Calling some of the negotiating proposals in Title I of the draft "extremely ambitious," Evercore ISI analyst Umer Raffat said, "The sheer ambitiousness of the proposals does make one wonder: was it intended to get something done? Or was it intended to provide armor in an election year?"

The weight of the proposal depends on whether President Donald Trump gives it any momentum, Raffat said. "It is my understanding that although [the] White House has engaged with [House Speaker Nancy] Pelosi on drug pricing initiatives, it was mostly to stay in the loop – rather than to form a joint front of sorts," he added.

As of press time, Trump had not commented on the House Democrats' plan and others in his administration also appeared to be focused on other issues.

Title II of the draft deals with what Raffat described as "recurring themes" that would continue to put pressure on the pricing of Part D drugs. That part of the bill is intended to simplify the benefit design of Part D and realign incentives to encourage more efficient management of drug spending.

The draft would eliminate the Part D coverage gap and establish a 25% cost-sharing between the annual deductible and the catastrophic threshold. It also would eliminate cost-sharing during catastrophic coverage. Additionally, Title II would reduce federal reinsurance payments, making Medicare responsible for 20%, with insurers and manufacturer being responsible for the remainder of total drug spending during catastrophic coverage. The draft doesn't specify the insurer/manufacturer split.
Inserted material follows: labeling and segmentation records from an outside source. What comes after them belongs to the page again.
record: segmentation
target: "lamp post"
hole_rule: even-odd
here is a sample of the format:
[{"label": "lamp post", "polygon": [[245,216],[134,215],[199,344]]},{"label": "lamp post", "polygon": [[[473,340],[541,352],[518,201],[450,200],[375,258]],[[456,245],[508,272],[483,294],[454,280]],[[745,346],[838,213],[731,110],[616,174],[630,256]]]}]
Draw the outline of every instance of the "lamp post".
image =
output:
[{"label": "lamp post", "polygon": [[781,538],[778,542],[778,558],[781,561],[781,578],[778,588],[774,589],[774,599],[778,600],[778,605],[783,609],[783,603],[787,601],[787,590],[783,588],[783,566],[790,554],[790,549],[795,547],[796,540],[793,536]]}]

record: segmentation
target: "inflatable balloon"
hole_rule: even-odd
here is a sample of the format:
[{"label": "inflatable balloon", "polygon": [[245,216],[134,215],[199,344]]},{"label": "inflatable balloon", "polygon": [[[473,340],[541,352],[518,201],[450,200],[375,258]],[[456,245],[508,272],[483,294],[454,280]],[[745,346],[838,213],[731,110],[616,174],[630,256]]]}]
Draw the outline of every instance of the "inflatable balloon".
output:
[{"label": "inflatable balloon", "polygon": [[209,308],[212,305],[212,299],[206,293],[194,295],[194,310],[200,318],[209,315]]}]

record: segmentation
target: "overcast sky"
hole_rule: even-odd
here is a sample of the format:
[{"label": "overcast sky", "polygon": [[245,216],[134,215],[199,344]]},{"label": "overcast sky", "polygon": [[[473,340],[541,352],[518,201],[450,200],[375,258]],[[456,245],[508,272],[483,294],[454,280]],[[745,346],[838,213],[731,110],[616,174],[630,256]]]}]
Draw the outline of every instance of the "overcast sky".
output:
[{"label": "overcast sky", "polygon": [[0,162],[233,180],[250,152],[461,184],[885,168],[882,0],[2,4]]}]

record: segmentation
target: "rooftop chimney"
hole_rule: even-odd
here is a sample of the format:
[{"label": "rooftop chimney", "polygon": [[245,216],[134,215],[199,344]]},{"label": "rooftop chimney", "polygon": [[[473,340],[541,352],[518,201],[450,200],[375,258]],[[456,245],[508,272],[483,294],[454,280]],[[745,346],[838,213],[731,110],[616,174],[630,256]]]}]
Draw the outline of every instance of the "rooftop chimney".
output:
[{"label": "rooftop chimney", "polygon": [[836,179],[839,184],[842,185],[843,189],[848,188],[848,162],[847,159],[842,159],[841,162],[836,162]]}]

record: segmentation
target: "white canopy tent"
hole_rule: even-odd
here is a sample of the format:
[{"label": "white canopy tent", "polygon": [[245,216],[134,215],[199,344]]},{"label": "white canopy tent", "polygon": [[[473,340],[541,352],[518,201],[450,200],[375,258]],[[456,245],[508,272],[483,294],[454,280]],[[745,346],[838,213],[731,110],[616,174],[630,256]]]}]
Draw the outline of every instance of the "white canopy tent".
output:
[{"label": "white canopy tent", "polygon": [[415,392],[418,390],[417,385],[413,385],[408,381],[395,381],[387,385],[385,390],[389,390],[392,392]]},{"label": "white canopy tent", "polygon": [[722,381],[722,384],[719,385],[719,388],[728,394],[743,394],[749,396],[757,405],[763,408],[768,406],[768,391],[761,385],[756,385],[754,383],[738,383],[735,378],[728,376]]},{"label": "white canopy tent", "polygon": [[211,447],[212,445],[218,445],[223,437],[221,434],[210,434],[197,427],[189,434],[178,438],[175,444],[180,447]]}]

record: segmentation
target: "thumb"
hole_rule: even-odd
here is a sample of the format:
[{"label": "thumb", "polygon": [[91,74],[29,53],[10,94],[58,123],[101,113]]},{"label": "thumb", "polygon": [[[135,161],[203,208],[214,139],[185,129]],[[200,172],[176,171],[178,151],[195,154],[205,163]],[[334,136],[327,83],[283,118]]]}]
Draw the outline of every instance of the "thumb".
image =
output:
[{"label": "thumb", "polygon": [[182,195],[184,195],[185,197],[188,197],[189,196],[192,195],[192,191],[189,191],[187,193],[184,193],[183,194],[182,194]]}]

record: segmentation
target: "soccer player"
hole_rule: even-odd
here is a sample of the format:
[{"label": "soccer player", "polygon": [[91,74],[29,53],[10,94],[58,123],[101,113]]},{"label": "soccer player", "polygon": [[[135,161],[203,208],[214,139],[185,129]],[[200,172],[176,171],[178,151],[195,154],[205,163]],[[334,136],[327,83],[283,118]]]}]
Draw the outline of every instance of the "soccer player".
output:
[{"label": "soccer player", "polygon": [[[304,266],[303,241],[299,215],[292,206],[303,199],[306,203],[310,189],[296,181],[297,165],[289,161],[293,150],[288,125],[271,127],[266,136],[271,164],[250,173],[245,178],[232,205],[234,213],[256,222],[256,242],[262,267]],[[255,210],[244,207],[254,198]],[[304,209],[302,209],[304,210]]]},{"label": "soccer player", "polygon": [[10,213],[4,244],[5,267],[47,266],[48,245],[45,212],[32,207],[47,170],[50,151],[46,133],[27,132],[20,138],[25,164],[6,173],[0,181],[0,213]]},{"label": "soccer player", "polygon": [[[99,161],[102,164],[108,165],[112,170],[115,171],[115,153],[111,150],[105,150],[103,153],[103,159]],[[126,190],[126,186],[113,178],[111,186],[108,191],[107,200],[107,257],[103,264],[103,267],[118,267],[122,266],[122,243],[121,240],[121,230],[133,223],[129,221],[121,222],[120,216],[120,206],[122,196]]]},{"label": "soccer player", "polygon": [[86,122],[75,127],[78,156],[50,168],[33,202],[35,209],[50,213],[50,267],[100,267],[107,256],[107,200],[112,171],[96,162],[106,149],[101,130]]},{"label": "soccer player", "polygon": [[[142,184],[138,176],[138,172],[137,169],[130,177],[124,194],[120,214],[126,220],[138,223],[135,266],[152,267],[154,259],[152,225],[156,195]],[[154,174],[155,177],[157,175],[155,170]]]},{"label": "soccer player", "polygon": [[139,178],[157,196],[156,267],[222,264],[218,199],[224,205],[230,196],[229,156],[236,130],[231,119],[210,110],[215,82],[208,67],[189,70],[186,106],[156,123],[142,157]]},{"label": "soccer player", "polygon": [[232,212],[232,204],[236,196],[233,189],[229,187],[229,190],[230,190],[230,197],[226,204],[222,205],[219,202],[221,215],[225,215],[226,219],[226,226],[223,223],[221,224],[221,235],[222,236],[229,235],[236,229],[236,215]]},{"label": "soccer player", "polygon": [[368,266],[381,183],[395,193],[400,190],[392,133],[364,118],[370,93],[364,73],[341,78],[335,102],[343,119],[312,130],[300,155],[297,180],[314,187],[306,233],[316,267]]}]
The provision would sunset the current coverage gap discount program in which manufacturers pay 70% of drug costs, replacing it with a new discount program in which manufacturers would provide discounts from the negotiated prices in both initial and catastrophic coverage. The discounted prices would be provided at the point of sale.

Inflation rebate

Title III of the bill would subject all Part B and D drugs to a new inflation rebate, using 2016 as the base year. Manufacturers that have increased the price of their drugs above the rate of inflation since 2016 would have to lower the price or rebate the difference to the U.S. Treasury.

"Setting the base year of inflation as 2016 would wipe out the last three years of price hikes in Medicare Part B & D, lowering prices further and for more drugs than the Senate Finance inflation rebate," according to the House summary, which referenced a rebate included in a drug pricing package that passed the Senate Finance Committee in July on a vote of 19-9. (See BioWorld, July 26, 2019.)

Some of the Republican senators who voted against the Finance bill specifically opposed the inflation rebate. In offering an amendment to remove the provision from the bill, Sen. Patrick Toomey (R-Pa.) called the rebate, which also would apply to Part B drugs, a "sledgehammer of a universal price control imported from Medicaid."

Sen. James Lankford (R-Okla.) raised another concern about the perverse impact an inflationary rebate could have. Currently, not every drug gets a price increase. "If we put a cap, every drug will go up by that amount because they can," he said.

The Pharmaceutical Research and Manufacturers of America criticized the Senate inflation rebate for another reason, noting that rebates paid to the government do nothing to lower drug costs for patients.

Although most of the Republicans on the Senate committee supported Toomey's amendment to strike the inflation rebate from the bipartisan pricing package, a few voted against it. As a result, the amendment failed on a 14-14 tie vote, signaling that there might be enough support to get such a rebate passed in the Republican-controlled Senate.